Inspired by Indigenous systems of communication, where objects serve as multi-purpose signifiers, Huanca uses objects and materials as repositories that aggregate and convey knowledge, information, and memory. Her art is deeply invested in communal practice, exploring ritual at large as a means for transcendence, meditation and transformation. Since 2012, Huanca has collaborated with performers, inviting them to improvise and interact with her surrounding sculpture and installations, their painted skin a major element in the composition.
Huanca’s sinuous, abstract paintings extend the life cycle of her performances by merging the transience of performance art with the permanence of painting. The surfaces of her paintings are built upon images of bodies photographed during these performances, printed onto canvas and overpainted. Camouflaged by oil paint of vibrantly colored hues and tantalizing textural dimension, Huanca’s hallucinatory kaleidoscopes are distinguished by the intermixing of oil pigments with sand and other natural materials. Fascinated by the cyclical processes of birth, decay, and renewal, Huanca explores in her work the transformation and fluidity of the body and earthly cycles.
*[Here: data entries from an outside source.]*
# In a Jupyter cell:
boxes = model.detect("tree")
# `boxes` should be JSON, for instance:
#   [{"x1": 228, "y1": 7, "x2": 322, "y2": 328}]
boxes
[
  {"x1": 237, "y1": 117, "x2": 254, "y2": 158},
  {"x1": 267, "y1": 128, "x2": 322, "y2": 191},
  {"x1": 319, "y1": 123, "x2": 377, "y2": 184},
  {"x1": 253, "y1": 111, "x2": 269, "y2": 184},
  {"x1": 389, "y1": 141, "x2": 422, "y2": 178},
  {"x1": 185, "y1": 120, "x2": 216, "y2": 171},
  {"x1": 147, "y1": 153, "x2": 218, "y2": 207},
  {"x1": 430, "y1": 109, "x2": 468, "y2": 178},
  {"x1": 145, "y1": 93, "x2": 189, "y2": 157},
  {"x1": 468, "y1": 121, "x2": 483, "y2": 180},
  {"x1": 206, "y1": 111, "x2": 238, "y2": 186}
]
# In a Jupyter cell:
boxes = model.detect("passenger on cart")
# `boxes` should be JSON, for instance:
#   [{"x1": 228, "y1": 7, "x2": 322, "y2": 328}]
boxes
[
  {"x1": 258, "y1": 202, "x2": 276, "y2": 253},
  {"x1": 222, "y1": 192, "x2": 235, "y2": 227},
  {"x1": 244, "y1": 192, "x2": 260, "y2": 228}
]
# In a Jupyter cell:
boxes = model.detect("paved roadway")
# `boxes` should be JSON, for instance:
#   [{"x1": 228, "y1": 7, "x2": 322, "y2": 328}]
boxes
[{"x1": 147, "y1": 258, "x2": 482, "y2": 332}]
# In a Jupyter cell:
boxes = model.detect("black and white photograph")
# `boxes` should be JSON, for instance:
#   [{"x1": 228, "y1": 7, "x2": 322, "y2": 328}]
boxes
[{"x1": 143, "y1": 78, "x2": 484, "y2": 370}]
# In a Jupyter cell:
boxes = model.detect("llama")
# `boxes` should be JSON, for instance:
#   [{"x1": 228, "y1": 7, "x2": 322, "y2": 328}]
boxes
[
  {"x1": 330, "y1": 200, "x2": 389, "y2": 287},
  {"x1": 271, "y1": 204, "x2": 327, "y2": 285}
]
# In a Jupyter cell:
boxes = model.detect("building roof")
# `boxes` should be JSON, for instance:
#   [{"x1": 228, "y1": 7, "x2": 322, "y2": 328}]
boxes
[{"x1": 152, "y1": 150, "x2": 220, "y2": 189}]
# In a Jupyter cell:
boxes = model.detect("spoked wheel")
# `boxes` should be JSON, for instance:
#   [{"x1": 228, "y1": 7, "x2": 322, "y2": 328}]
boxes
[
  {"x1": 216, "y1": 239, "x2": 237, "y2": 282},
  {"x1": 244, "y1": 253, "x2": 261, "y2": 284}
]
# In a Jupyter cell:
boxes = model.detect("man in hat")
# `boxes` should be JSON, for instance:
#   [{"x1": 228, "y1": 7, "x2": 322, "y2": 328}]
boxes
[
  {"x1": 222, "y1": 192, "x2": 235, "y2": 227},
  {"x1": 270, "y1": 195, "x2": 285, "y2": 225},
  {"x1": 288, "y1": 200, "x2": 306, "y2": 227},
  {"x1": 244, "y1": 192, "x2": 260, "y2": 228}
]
Huanca earned her B.F.A. in 2004 from the University of Houston, Texas. Upon graduation, she was awarded the prestigious DeGolyer Grant from the Dallas Museum of Art, 2004, followed by a fellowship at the Skowhegan School of Painting and Sculpture in Maine, 2006. She then relocated to Frankfurt, Germany to attend the Städelschule, Hochschule für Bildende Künste. A recipient of a Fulbright Scholarship, 2012 (Mexico City), and an honoree at the Hirshhorn Museum, 2016, Huanca’s groundbreaking practice has been exhibited, performed, and collected internationally. Recent major exhibitions of the artist’s work include Zuzeum, Riga, Latvia, Sean Kelly, New York, Faurschou, New York, Museo de Arte de Zapopan, Mexico, Henry Art Gallery, Seattle, and Nitsch Foundation, Vienna.
Her work is part of international collections including the Whitney Museum of American Art; Solomon R. Guggenheim Collection, USA, Belvedere Museum, Vienna, Austria; Espacio 1414/Berezdivin Collection, Santurce, Puerto Rico; Marciano Art Foundation, Los Angeles, USA; Reina Sofía Museum, Madrid, Spain; Rubell Family Collection, Miami, USA; Sifant Art museum, Nanjing, China; Yuz Museum, Shanghai, China, among others.